This is an action to recover for personal injuries received by a passenger on a municipal street railway car which was precipitated through the open draw of a bridge into the water some eighty feet below. The city admitted liability, and the question of *Page 241 the amount of damages was tried to a jury, which rendered a verdict in favor of the plaintiff in the sum of $13,000. From a judgment on the verdict the city has appealed.
Errors are assigned upon the refusal of the trial court to give three requested instructions, but the principal question raised and argued here is as to the amount of the verdict.
[1] The first requested instruction relates to the respondent's future earning capacity. On this subject the trial court gave the usual instruction, which was not excepted to and is not now questioned; and though the one requested does not misstate the law, yet clearly to give both would have tended toward confusion rather than clarity, and it was not error to choose and give the instruction which has so often been passed upon by this court.
[2] The second requested instruction was intended to call to the attention of the jury the amount of awards provided by the industrial insurance act for similar injuries, with the qualifying words, "You are not bound by these amounts, but you may take them into consideration in determining the amount of your award." We know of no reason or authority for such an instruction. The industrial insurance act provides for insurance, not compensation, while one injured by the wrongful act of another is entitled to recover such sum as will fairly compensate him for the injury sustained.
[3] The third request was for an instruction on the question of the permanency of the injury, and the court was asked to say that "it is your duty to arrive at the question of permanency from the evidence of physicians and surgeons." The question of permanency, like any other, must be determined from all of the competent evidence in the case, and here several witnesses *Page 242 who could not be classed as physicians or surgeons gave testimony which the jury was bound to consider. The requested instruction was properly refused.

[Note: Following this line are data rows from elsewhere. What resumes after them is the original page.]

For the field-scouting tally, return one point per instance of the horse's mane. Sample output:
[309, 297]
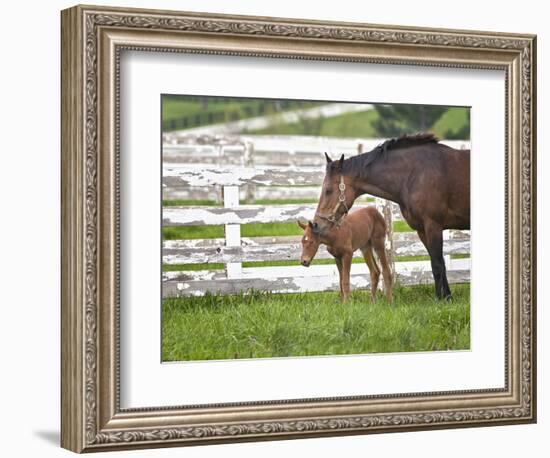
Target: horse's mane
[357, 164]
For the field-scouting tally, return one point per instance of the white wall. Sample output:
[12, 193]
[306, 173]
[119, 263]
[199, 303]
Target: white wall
[29, 233]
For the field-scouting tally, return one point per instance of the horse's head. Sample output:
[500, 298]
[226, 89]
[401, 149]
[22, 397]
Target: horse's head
[337, 194]
[310, 242]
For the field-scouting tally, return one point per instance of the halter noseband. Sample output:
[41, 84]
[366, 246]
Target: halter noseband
[331, 218]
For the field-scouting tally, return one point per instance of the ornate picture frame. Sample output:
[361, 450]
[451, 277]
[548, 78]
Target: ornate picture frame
[92, 41]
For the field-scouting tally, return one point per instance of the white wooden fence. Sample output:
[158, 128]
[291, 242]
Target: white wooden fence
[258, 151]
[232, 250]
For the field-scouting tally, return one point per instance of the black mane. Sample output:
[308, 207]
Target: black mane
[357, 164]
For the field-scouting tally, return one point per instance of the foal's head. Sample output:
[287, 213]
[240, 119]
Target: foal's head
[310, 242]
[337, 194]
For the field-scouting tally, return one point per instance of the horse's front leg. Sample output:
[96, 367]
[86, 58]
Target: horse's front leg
[432, 237]
[345, 276]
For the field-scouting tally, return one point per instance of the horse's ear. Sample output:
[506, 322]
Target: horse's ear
[341, 162]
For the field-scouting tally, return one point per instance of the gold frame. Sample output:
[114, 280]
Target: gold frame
[92, 39]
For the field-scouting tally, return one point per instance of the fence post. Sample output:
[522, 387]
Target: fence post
[218, 190]
[248, 159]
[385, 207]
[447, 258]
[232, 231]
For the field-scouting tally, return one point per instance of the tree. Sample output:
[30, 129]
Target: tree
[394, 120]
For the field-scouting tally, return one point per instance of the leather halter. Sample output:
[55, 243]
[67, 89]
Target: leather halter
[331, 218]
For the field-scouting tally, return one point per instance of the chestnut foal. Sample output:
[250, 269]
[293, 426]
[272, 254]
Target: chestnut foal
[363, 229]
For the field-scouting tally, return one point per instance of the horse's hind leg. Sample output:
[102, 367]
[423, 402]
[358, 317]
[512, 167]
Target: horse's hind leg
[345, 278]
[380, 248]
[433, 239]
[373, 269]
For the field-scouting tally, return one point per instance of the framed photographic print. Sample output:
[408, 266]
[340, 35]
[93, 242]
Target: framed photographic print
[278, 228]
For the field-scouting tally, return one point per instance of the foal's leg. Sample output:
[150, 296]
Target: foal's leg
[433, 234]
[373, 269]
[379, 245]
[339, 265]
[346, 268]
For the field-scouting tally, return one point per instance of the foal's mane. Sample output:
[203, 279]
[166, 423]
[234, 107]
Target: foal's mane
[357, 164]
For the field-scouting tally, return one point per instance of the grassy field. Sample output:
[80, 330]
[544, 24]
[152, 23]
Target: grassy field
[264, 325]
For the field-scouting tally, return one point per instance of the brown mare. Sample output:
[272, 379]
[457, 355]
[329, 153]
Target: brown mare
[363, 229]
[430, 182]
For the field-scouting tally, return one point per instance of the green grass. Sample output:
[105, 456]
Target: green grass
[264, 325]
[454, 123]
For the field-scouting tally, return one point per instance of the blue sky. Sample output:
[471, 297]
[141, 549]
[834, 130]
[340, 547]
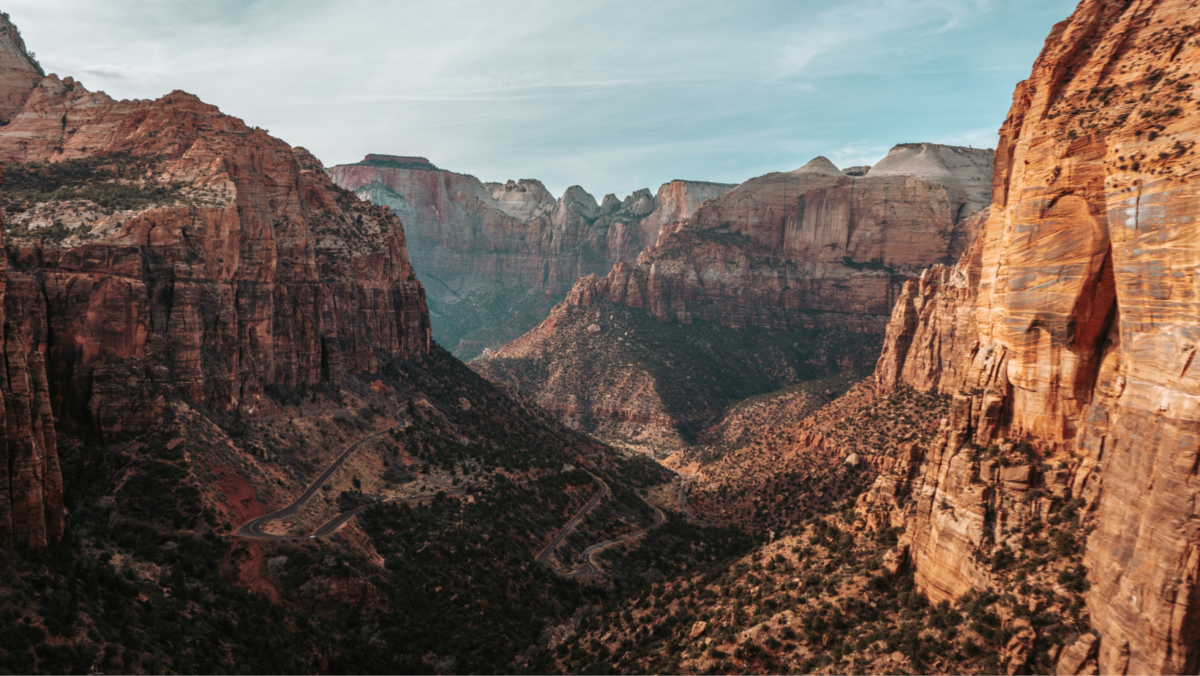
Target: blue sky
[612, 95]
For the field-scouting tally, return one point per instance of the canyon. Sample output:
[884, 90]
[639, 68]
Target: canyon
[1048, 491]
[939, 414]
[496, 257]
[1071, 325]
[175, 252]
[787, 277]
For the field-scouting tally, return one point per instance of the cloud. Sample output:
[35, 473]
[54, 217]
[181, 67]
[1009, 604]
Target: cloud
[613, 95]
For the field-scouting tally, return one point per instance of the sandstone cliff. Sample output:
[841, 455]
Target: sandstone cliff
[811, 247]
[811, 259]
[484, 250]
[1073, 325]
[30, 480]
[19, 72]
[166, 250]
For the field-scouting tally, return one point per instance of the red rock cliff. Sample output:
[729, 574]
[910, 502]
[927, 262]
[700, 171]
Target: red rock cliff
[1074, 324]
[811, 247]
[244, 267]
[515, 234]
[30, 482]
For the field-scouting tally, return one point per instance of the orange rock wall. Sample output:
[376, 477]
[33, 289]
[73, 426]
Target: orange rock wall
[1075, 323]
[267, 274]
[30, 482]
[793, 250]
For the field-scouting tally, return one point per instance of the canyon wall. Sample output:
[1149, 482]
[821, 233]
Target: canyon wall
[30, 482]
[484, 249]
[813, 247]
[1073, 325]
[790, 276]
[167, 250]
[19, 72]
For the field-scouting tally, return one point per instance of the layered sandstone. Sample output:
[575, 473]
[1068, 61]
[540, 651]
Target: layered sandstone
[252, 269]
[30, 482]
[516, 234]
[1074, 327]
[809, 249]
[814, 257]
[483, 249]
[19, 72]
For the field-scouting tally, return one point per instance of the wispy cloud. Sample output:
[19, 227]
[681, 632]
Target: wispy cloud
[613, 95]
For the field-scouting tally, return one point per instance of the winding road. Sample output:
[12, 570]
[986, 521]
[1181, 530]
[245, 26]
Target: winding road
[253, 528]
[591, 568]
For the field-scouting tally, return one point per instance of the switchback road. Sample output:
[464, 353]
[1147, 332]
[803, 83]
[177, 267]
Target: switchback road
[253, 528]
[591, 568]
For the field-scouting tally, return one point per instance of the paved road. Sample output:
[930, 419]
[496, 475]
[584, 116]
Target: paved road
[544, 557]
[253, 528]
[336, 522]
[303, 414]
[591, 568]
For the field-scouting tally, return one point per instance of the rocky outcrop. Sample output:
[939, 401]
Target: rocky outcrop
[19, 72]
[486, 249]
[811, 247]
[1073, 325]
[235, 264]
[30, 482]
[813, 258]
[515, 233]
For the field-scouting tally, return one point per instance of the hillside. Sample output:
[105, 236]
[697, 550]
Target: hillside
[496, 257]
[785, 279]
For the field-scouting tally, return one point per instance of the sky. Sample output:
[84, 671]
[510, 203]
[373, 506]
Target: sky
[611, 95]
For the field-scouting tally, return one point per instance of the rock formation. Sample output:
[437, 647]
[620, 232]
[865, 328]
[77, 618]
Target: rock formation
[18, 70]
[811, 247]
[1073, 325]
[483, 249]
[30, 482]
[211, 261]
[811, 259]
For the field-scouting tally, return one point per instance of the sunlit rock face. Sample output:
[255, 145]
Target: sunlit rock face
[486, 247]
[1075, 323]
[811, 261]
[811, 247]
[235, 263]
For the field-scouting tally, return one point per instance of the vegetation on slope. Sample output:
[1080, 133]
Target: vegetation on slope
[684, 375]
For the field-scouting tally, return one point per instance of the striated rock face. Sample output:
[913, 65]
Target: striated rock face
[238, 264]
[515, 233]
[30, 482]
[1074, 325]
[18, 71]
[808, 249]
[485, 249]
[813, 257]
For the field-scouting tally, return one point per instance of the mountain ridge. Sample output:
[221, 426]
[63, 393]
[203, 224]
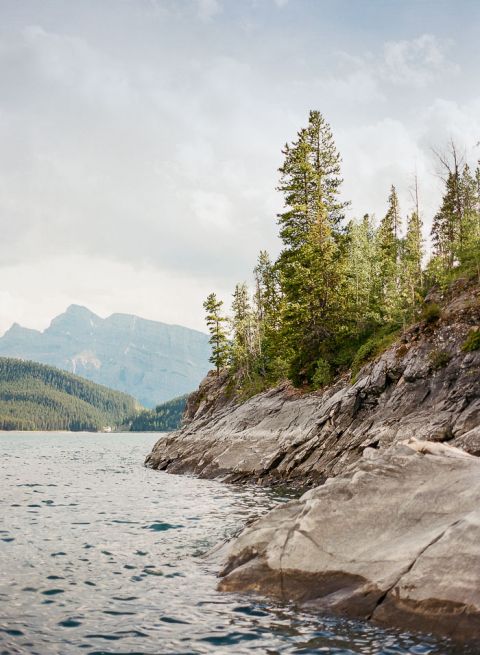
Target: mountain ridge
[150, 360]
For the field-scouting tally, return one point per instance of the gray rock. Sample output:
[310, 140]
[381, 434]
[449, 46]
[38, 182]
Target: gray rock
[284, 435]
[393, 539]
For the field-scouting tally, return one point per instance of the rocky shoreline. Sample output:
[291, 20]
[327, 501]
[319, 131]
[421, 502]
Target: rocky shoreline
[424, 386]
[393, 540]
[390, 531]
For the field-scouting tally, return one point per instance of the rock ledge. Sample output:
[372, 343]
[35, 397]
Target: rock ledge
[394, 539]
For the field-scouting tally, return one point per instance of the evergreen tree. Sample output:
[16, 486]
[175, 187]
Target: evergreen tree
[389, 250]
[411, 262]
[245, 330]
[218, 335]
[364, 274]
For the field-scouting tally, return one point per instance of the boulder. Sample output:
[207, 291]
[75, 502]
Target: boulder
[394, 538]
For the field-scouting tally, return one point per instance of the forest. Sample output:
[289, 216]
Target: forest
[164, 418]
[38, 397]
[341, 291]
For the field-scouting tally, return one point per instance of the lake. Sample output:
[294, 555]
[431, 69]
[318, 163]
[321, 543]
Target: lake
[100, 555]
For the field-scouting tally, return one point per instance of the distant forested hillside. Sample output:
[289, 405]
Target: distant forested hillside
[164, 418]
[38, 397]
[149, 360]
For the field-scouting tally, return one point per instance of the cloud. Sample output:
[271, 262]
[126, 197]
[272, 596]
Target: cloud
[416, 62]
[146, 157]
[207, 9]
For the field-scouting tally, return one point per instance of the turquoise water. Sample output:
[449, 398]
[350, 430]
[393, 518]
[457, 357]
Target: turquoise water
[100, 555]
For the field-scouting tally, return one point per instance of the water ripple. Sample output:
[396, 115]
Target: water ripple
[106, 562]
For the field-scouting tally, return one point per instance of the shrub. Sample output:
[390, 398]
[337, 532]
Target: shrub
[431, 313]
[439, 358]
[322, 375]
[371, 348]
[472, 342]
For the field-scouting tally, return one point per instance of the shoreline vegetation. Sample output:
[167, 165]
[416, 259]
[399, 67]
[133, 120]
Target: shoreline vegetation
[353, 368]
[35, 397]
[341, 292]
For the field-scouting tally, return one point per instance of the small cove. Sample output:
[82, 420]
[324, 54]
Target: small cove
[100, 555]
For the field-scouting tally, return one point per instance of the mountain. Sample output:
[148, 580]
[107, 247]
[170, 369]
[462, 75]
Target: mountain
[38, 397]
[149, 360]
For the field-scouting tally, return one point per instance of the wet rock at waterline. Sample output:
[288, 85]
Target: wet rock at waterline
[393, 539]
[424, 386]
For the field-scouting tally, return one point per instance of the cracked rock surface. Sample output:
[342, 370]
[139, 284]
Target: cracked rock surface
[393, 539]
[424, 386]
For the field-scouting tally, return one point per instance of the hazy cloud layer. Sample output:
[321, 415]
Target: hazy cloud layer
[140, 139]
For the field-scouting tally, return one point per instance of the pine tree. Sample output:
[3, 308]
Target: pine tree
[411, 261]
[218, 335]
[245, 330]
[364, 274]
[389, 251]
[311, 264]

[4] Upon the main question, much might be said and but little be accomplished thereby. The case was tried approximately six months after the accident. Respondent had suffered intensely, and there was ample evidence to justify the jury in finding that he would suffer severely for a long time to come. There was considerable conflict in the expert testimony as to whether the respondent, as the result of his injuries, was suffering from a "Volkmann's contracture" or a "pinched muscular spiral nerve," but all agreed that his condition was serious. One school held to the view that the respondent had lost ninety per cent of the use of his left arm and hand, with the possibility of a two or three per cent improvement, or that, instead of improvement, his condition might grow worse. The other school thought that, by an operation upon the nerve which they considered affected, there was a chance for considerable improvement. The testimony of one of these will bear the construction that, in his opinion, there was a very fair chance that such an operation might restore the use of the arm to an extent which would permit the respondent to again labor at his occupation as a logger. The jury evidently found that the injury was permanent, which was their privilege, and, under all the facts and circumstances disclosed by the record, we cannot say that the amount of the verdict is such as to show that it was arrived at as the result of passion and prejudice.
The judgment is affirmed.
*Page 243MACKINTOSH, C.J., PARKER, ASKREN, and BRIDGES, JJ., concur.